Google Street View discovers new cat species!

May 7, 2013 • 8:02 am

It’s Felis bipedus, spotted on Google Street View and posted here.


I have no idea how this happened, but I’m sure a tech-savvy reader can explain. It apparently involves the compression of images by the Google Street View cars, a vehicle that I never thought about.  Matthew Cobb, who sent me the photo and links, also noted that “There’s an art form whereby people tool around on street view and see what they can find. Some are funny, others beautiful, others bleak.”  You can see examples here and here.

The second link explains how they make the street views, a process involving a fleet of hybrid automobiles that cruise the world, each carrying nine cameras on a single pole, with pictures snapped every 10-20 meters. The photos are electronically stitched together, probably explaining the moggie above.
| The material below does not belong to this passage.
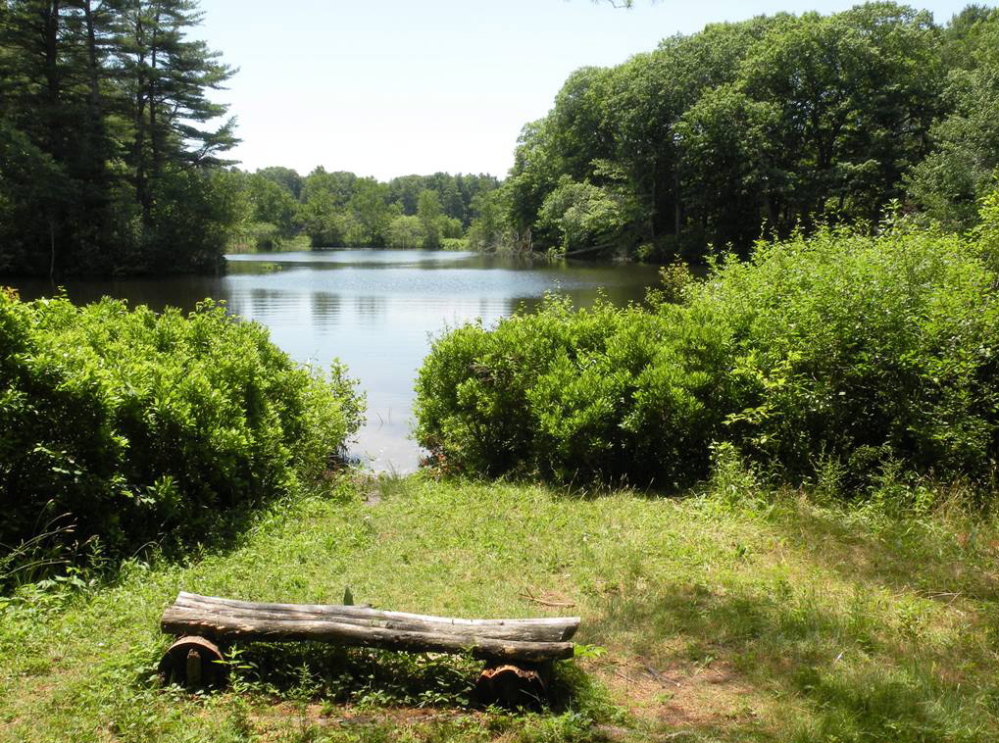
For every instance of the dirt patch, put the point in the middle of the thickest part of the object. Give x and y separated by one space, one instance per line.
681 695
279 717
29 thoughts on “Google Street View discovers new cat species!

  1. ps: the glitch is due to the photo stitching software, which takes many pictures and matches what it thinks are common edges to make a larger picture. The oblong shape of the cat’s body (and the fur texture) confused it, since that type of software can unfortunately not (yet) recognize what it is stitching together to define how it’s in fact supposed to look. But I’m sure that won’t be the case for long, especially at Google. 🙂

    1. Yes, exactly that.

      Automated photo-stitching software often has trouble with repeated elements e.g. fence posts or legs. This often applies to the easy-to-use software given away with digital cameras. The heavy-duty stuff that does a near-perfect ‘stitch’ almost every time requires the user to first identify a number of pairs of identical points on the two images.

      Of course the time-sequencing of Streetview can also create its own artefacts if something dynamic is happening as the Streetview car drives past.

      By the way, I have found Streetview brilliant for plotting a route, I’m off to France in a month to drive over some remote country with friends and it’s often possible, in Streetview, to read the signposts at the ends of some gravel track which give a good indication whether it ‘goes through’ or is a private road (often hard to deduce that from the ‘satellite view’). It’s a strange experience to be doing this from the other side of the world.

  2. Its a common problem when taking panoramic images of any sort. It shrinks if the animal or person is walking in one direction, and enlarges if its the opposite. I’ve also seen a panoramic image where a cat was stretched out to the proportions of a centipede.

  3. What makes me LOL about this image is the cat looks seriously annoyed that it got represented this way.

  4. this isn’t photo stitching… it’s just straight up Photoshop.

    up until very recently there was a feral cat colony living on Parliament Hill in Ottawa, Canada. volunteers would care for the cats daily, and a friend of mine was one of those volunteers. she passed me this photo:

    the cat’s name is (was?) Thumbelina, and the original photo was taken in 2003. this was a Photoshop job, not a GSV shot.

    as far as I can tell, this photo was taken behind the Library of Parliament, facing north.
    as you can see by GSV, there’s no vehicular access back there so there’s no way a Google Car could have taken that shot.

    1. Yeah, the patch/clone artifacts & blurring are pretty obvious if you’ve ever used Photoshop

  5. I’d get the creeps if I were operating that car and came across a couple of street gang boys with guns… Some would simply pop you if they suspected you to be a witness.

  6. Quick call Linda Moulton Howe. She’s been looking for the answer to the mystery of the half cats for a while. To do this to a kitty, Google truely is evil !!